Rauchende Fabrikschlote schaffen Wohlstand, vergiften aber auch die Atmosphäre. Neue Fertigungsmaschinen machen Produkte erschwinglicher, ersetzen zugleich jedoch menschliche Arbeit. Bio- und Gentechnik revolutionieren Medizin und Landwirtschaft und schüren doch auch unsere Angst vor synthetischer Nahrung und gemachten Menschen. Das Internet ermöglicht uns die schnelle Kommunikation rund um den Globus, macht uns aber zugleich zum gläsernen Bürger und Konsumenten. Mobile Endgeräte erlauben uns jederzeit Zugriff auf das Wissen der Welt, erzeugen jedoch ebenso neue Formen von Stress. Und dass Medienkonsum überhaupt für den Menschen ein zweischneidiges Schwert ist, liest man schon bei Horkheimer und Adorno in der Dialektik der Aufklärung. „Die Flut präziser Information und gestriegelten Amüsements witzigt und verdummt die Menschen zugleich.“

Optimismus und Skepsis: Bei uns ist eben stets beides da. Mal überwiegt das eine, mal das andere. Oft kommt die spielerische Freude am Neuen zuerst, der ängstliche Blick auf die Nebenfolgen später, am Ende die Gewöhnung an beides; aber da mit den Entwicklungszyklen auch die Rezeptionszeiten der Technik kürzer geworden sind, überlagern sich die Phasen immer mehr. Im Zentrum der Bedenken steht die Angst davor, dass die Technik dem Menschen entgleitet, eine Eigendynamik entwickelt, die nicht mehr steuerbar ist. „Die Planungseuphorie vergangener Politikentwürfe“, schreibt der Münchener Politologe Werner Weidenfeld, „ist der nüchternen Erkenntnis gewichen, dass sich gesellschaftliche und ökonomische Entwicklungen nicht vorhersehen und nur bedingt hierarchisch steuern lassen.“ Wir neigen dazu, uns an die scheinbare Sicherheit der Gegenwart zu klammern; die Zukunft sehen wir nicht mehr als große Verheißung, sondern mit ebenso viel Skepsis.

Mutige und Furchtsame

Aber vielleicht ist das „Wir“ hier zu pauschal. Schließlich sind es ja nicht immer die gleichen, die neue Technik und neue Produkte erst begrüßen und dann verteufeln; jeder Wirtschaftsstudent kennt die klassische Marktdurchdringungskurve mit Innovatoren, „Early Adopters“, früher und später Mehrheit und jenen, die lange nörgelnd abseits stehen. Es mag sein, dass sich die Gruppen soziodemographisch im Lauf der Zeit verschieben. Es mag auch sein, dass eine alternde Gesellschaft im Ganzen konservativer agiert und sich auf lange Sicht Entwicklungszyklen auch wieder verlängern. Aber davon ist bislang noch wenig zu sehen. Dass sich große gesellschaftliche Gruppen als Konsumenten dem technischen Fortschritt auf Dauer verweigern, bleibt trotz aller Furcht der Soziologen vor neuen, technikbedingten Asymmetrien aus.
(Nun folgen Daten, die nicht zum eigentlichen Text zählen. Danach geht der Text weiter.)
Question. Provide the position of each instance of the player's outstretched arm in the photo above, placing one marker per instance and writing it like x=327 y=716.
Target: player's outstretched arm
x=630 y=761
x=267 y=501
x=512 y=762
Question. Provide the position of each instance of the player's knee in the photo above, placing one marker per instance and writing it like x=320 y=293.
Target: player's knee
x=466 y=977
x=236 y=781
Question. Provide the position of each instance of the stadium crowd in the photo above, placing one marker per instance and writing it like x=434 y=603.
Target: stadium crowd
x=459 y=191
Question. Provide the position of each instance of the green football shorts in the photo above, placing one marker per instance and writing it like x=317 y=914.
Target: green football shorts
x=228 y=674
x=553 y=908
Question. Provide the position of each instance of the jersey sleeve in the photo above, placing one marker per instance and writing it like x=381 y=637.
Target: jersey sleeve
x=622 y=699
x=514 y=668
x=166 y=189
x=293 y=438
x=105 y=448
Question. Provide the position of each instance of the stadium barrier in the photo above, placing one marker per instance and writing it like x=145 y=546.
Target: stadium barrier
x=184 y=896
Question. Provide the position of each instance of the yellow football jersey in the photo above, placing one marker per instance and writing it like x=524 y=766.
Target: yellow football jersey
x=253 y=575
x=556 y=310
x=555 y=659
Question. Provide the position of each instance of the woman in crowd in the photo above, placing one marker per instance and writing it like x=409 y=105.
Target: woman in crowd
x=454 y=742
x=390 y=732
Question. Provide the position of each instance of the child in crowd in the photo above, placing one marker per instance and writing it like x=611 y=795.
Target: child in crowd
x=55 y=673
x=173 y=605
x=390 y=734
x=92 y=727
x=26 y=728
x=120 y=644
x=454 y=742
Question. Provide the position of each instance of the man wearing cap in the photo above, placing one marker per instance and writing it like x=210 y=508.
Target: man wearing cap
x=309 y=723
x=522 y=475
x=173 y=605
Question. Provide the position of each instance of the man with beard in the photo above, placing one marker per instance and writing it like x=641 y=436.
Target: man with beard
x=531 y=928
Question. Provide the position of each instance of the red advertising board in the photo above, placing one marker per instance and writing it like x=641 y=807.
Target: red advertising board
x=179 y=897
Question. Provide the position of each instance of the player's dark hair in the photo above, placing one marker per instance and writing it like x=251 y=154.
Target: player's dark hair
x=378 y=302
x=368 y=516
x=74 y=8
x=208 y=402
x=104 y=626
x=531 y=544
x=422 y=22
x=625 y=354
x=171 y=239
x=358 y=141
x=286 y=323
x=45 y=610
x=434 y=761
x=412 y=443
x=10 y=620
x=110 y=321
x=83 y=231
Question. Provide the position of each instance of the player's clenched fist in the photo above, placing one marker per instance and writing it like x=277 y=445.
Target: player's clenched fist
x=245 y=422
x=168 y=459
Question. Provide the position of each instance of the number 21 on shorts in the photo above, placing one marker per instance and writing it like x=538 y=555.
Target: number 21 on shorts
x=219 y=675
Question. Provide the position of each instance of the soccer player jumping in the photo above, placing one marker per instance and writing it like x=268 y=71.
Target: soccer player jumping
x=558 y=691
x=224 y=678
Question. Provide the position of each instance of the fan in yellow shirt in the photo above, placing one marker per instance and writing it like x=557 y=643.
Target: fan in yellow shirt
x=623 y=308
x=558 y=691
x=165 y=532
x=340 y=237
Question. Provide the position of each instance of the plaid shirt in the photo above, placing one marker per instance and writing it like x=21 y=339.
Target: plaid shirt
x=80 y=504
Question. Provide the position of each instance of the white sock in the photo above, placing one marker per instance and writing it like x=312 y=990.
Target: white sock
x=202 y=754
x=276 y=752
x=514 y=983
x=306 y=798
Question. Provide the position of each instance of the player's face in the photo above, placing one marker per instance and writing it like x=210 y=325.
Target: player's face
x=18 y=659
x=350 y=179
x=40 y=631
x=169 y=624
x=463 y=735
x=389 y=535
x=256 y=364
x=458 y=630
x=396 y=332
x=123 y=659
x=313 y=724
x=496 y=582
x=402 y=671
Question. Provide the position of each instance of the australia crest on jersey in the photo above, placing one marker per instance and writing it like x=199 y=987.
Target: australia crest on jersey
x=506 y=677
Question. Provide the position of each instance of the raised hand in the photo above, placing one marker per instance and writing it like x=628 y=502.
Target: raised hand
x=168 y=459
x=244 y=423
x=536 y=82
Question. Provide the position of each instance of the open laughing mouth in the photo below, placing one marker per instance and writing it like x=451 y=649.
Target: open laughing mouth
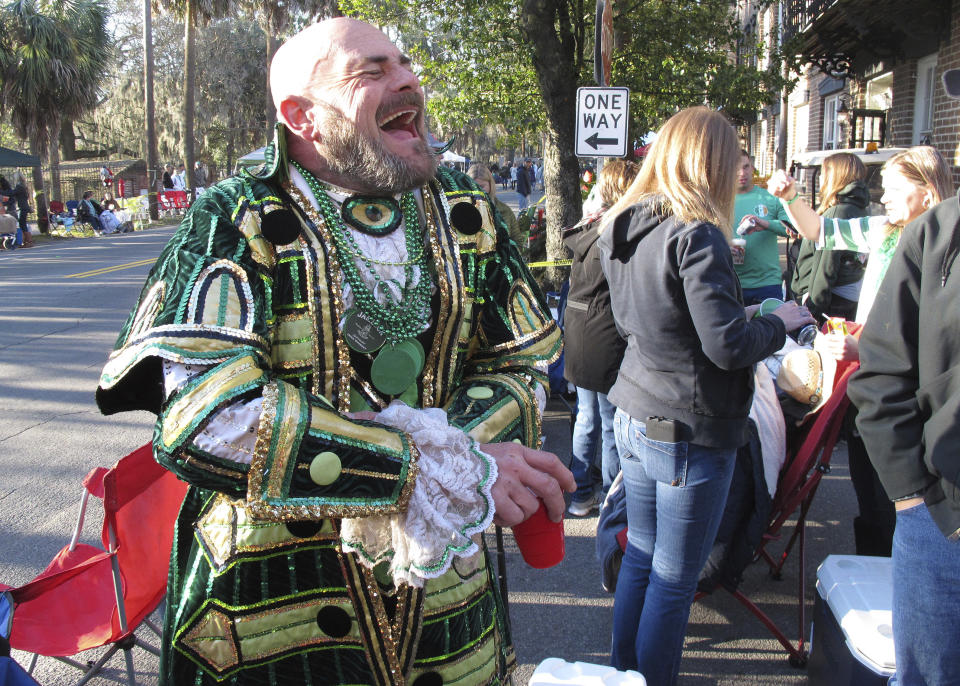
x=401 y=124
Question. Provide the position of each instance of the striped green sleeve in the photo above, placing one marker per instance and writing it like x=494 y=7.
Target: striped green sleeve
x=849 y=234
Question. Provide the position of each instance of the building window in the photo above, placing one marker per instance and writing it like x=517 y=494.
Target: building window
x=880 y=92
x=923 y=101
x=801 y=125
x=831 y=125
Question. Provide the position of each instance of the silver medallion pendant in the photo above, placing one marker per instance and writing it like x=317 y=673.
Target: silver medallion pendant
x=361 y=334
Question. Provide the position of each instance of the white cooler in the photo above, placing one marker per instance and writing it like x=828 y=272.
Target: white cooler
x=556 y=672
x=851 y=641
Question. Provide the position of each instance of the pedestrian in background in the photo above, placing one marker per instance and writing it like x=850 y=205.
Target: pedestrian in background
x=524 y=184
x=593 y=348
x=8 y=229
x=168 y=177
x=685 y=385
x=828 y=281
x=20 y=194
x=913 y=181
x=759 y=220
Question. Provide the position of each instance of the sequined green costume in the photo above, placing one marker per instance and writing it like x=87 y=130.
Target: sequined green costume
x=260 y=590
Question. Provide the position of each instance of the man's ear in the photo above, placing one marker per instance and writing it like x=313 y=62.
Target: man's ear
x=294 y=111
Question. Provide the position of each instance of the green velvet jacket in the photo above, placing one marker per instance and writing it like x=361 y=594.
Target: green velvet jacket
x=260 y=591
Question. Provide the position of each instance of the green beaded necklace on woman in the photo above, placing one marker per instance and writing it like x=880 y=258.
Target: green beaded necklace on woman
x=388 y=328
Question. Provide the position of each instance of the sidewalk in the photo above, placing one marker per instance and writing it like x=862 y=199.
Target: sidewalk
x=563 y=611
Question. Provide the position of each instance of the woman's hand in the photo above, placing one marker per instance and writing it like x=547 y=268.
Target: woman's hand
x=782 y=185
x=842 y=348
x=802 y=216
x=794 y=316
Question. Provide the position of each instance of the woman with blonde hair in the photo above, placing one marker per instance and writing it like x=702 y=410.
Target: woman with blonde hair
x=482 y=176
x=685 y=385
x=828 y=281
x=592 y=348
x=913 y=181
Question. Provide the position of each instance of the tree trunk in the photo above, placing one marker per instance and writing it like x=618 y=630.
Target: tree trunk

Das Unbehagen äußert sich noch eher diffus im politischen Raum, besonders stark in den Bereichen, die sich im weiteren Sinn dem Not-in-my-backyard-Phänomen zuordnen lassen: im Widerstand gegen große Verkehrsprojekte, Energieleitungen, Erdgasgewinnung; überall dort, wo qualitativ neuartige Eingriffe des Menschen in die Natur vermutet werden, in der grünen und roten Gentechnik etwa; und in all den Bereichen, gegen die besonders wir Deutschen eine spezielle Allergie entwickelt haben und die sich um die Begriffe Atom, Strahlung, Wellen gruppieren. Wo es um Grund und Boden, Genehmigungen und Forschungsgelder geht, denkt mancher als Bürger anders denn als Konsument. Freilich lässt sich der Fortschritt dadurch am Ende meistens nicht verhindern. Er kommt dann nur von anderswo.

Schumpeter und der Unternehmer

Dass Kollektivmentalitäten in Sachen des Fortschritts eine große Rolle spielen, ist freilich keine neue Erkenntnis. Tatsächlich hat Joseph Schumpeter, der als Urvater der ökonomischen Innovationstheorie gilt, schon vor dem Ersten Weltkrieg so gedacht. Sein Ansatz war ein doppelter. Einmal, die Entwicklung überhaupt in die Wirtschaftswissenschaften zu integrieren, deren Mainstream sich bis dahin in der Beschreibung statischer Gleichgewichtszustände erschöpfte. Und dann innerhalb der Ökonomie die Entwicklung durch die zentrale Figur des Unternehmers und dessen mentale Disposition zu erklären.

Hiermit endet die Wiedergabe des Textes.